Just as four-year-olds have an insight that three-year-olds lack, chimps have an advantage over lesser primates. When Povinelli tried his experiment with rhesus macaques, the monkeys proved unable to distinguish between the human who knew where the food was and the one who didn't -- even after 600 attempts.
Psychologists concoct some absurd situations to plumb the depths of chimp insight. For instance, one experiment has the apes observe two handlers deliver cups of juice. One accidentally spills juice on the floor; the other overturns the cup deliberately. When asked to choose a handler to deliver their next cup of juice, chimps prefer the clumsy person, suggesting that they are aware they are better off with a klutz than with a helper with evil intent. Again, in analogous experiments capuchin monkeys appear to be less shrewd. The animals will, pitiably, continue to put their trust in a human helper who eats rather than delivers their food, even after he or she has stuffed himself 150 times with the monkeys' treats.
To Andrew Whiten, the striking difference between monkeys and chimps supports the notion that within primates there is a "mental Rubicon -- not the familiar one with humans on one side and everyone else on the other, but with man and at least the apes on the same side."
Even if some other creatures have crossed this mental Rubicon, human analytical abilities remain vastly superior to anything demonstrated elsewhere in the animal kingdom. In virtually all studies of animal intelligence and language skills, performance plummets as more elements are added to a task and as an animal has to remember these elements for long periods.
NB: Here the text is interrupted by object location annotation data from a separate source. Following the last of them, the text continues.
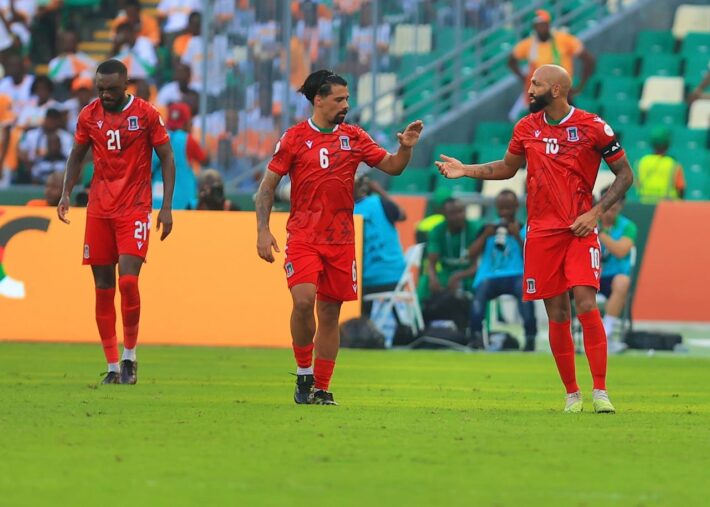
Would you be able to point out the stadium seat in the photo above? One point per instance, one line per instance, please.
(616, 64)
(493, 132)
(649, 41)
(463, 152)
(696, 44)
(699, 117)
(413, 181)
(492, 188)
(411, 39)
(660, 64)
(663, 90)
(666, 114)
(621, 114)
(619, 89)
(691, 18)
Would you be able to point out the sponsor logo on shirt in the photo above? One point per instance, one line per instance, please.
(530, 284)
(572, 134)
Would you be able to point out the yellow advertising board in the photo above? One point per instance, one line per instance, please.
(203, 285)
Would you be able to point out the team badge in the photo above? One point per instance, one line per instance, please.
(572, 134)
(530, 282)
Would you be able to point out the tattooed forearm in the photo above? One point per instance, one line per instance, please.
(624, 179)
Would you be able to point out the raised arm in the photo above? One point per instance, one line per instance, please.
(264, 202)
(497, 170)
(71, 176)
(167, 165)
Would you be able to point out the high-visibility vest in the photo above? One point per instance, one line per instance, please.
(656, 178)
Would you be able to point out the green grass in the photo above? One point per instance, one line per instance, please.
(217, 426)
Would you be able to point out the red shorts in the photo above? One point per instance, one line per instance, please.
(107, 238)
(555, 264)
(331, 268)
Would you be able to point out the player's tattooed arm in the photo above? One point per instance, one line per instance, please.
(622, 182)
(71, 176)
(264, 203)
(497, 170)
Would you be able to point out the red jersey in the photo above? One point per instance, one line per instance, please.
(563, 162)
(322, 168)
(122, 143)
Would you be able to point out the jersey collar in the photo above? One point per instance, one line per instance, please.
(315, 127)
(569, 115)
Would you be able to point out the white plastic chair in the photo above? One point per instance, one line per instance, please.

By contrast, humans can call on vast working memory.
Many evolutionary scholars suspect that as ancient human groups became larger, the need to keep track of ever more complex social interactions was what really pushed the human brain toward superiority. Both dolphins and chimps have very complex interactions, but the intricacy of their social world pales beside the lattice of entanglements that characterized human society as early Homo sapiens banded together to gather food and defend themselves. In Somalia today, warring clans identify friend or foe by demanding that those accosted recite their ancestry going back many generations. It is easy to see how similar challenges in antiquity might have driven the development of brainpower.
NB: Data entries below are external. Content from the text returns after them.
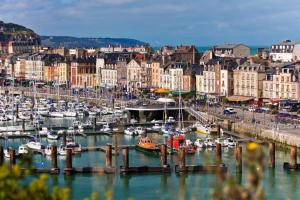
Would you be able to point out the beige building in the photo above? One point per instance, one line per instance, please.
(282, 83)
(134, 75)
(155, 79)
(248, 80)
(199, 83)
(64, 72)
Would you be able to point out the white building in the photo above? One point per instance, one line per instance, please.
(285, 51)
(106, 73)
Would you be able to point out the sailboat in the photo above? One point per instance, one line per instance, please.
(165, 126)
(35, 143)
(180, 127)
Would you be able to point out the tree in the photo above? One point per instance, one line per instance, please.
(12, 186)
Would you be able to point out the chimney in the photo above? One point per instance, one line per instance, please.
(193, 55)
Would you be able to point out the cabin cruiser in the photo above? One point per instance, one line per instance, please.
(48, 150)
(219, 141)
(202, 129)
(209, 142)
(52, 135)
(69, 113)
(140, 130)
(105, 128)
(229, 142)
(199, 143)
(171, 120)
(44, 111)
(35, 145)
(156, 127)
(133, 121)
(44, 131)
(23, 149)
(130, 131)
(56, 114)
(6, 153)
(156, 121)
(23, 115)
(62, 150)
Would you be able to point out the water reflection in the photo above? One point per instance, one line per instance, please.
(182, 186)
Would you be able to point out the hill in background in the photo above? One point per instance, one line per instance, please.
(75, 42)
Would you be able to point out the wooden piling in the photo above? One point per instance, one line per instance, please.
(181, 155)
(272, 154)
(293, 157)
(163, 154)
(17, 111)
(64, 138)
(23, 125)
(219, 153)
(54, 157)
(238, 158)
(12, 156)
(116, 145)
(1, 155)
(171, 143)
(108, 152)
(219, 130)
(69, 159)
(125, 155)
(95, 123)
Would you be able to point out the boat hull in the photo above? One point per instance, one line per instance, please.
(150, 151)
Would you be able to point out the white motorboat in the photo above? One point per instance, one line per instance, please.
(220, 141)
(230, 142)
(165, 128)
(133, 121)
(62, 150)
(17, 128)
(156, 127)
(171, 120)
(6, 153)
(140, 130)
(130, 131)
(202, 129)
(3, 118)
(71, 130)
(69, 113)
(209, 142)
(87, 124)
(44, 111)
(156, 121)
(56, 114)
(48, 151)
(92, 113)
(199, 143)
(24, 116)
(105, 128)
(44, 131)
(35, 145)
(23, 149)
(52, 135)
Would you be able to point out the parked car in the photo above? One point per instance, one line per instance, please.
(251, 109)
(228, 111)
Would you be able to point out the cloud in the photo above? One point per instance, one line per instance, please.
(166, 21)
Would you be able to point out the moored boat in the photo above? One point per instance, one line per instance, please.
(146, 145)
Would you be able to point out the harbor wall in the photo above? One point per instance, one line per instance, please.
(284, 137)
It does not lessen the grandeur of the human intellect to argue that it evolved partly in response to social pressures or that these pressures also produced similar abilities in "lesser" creatures. Instead, the fact that nature may have broadly sown the seeds of consciousness suggests a world enlivened by many different minds. There may even be practical applications. Studies of animal cognition and language have yielded new approaches to communicating with handicapped and autistic children. Some scientists are pondering ways to turn intelligent animals like sea lions and dolphins into research assistants in marine studies or into lifeguards who can save the drowning upon command.
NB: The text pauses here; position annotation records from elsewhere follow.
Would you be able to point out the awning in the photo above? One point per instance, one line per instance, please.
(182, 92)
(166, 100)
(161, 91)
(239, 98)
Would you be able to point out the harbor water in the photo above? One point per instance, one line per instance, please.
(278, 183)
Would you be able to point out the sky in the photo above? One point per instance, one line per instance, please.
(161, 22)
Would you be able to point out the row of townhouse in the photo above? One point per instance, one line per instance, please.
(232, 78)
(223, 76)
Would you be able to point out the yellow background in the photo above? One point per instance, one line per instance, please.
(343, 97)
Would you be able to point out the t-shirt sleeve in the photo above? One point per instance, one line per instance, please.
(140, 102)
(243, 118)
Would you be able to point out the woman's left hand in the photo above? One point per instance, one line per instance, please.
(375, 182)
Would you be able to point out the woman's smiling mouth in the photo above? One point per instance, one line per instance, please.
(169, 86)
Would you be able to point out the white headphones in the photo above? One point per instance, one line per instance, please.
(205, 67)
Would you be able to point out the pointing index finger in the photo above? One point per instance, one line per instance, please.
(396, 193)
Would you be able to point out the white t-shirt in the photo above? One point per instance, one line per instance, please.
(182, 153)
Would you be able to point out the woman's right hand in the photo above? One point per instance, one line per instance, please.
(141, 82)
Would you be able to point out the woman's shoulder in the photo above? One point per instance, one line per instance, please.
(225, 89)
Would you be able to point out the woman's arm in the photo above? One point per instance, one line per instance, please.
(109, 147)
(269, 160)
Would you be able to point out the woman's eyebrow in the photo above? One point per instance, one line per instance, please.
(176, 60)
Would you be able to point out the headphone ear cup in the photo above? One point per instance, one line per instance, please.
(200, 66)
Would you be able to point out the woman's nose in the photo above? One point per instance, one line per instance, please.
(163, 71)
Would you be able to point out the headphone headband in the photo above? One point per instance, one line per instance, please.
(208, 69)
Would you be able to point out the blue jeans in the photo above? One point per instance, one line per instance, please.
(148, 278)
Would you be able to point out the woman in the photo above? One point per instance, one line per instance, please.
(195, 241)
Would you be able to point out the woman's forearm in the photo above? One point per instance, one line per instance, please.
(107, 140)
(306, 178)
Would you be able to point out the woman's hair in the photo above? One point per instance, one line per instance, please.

If the notion that animals might actually think poses a problem, it is an ethical one. The great philosophers, such as Descartes, used their belief that animals cannot think as a justification for arguing that they do not have moral rights. It is one thing to treat animals as mere resources if they are presumed to be little more than living robots, but it is entirely different if they are recognized as fellow sentient beings. Working out the moral implications makes a perfect puzzle for a large-brained, highly social species like our own.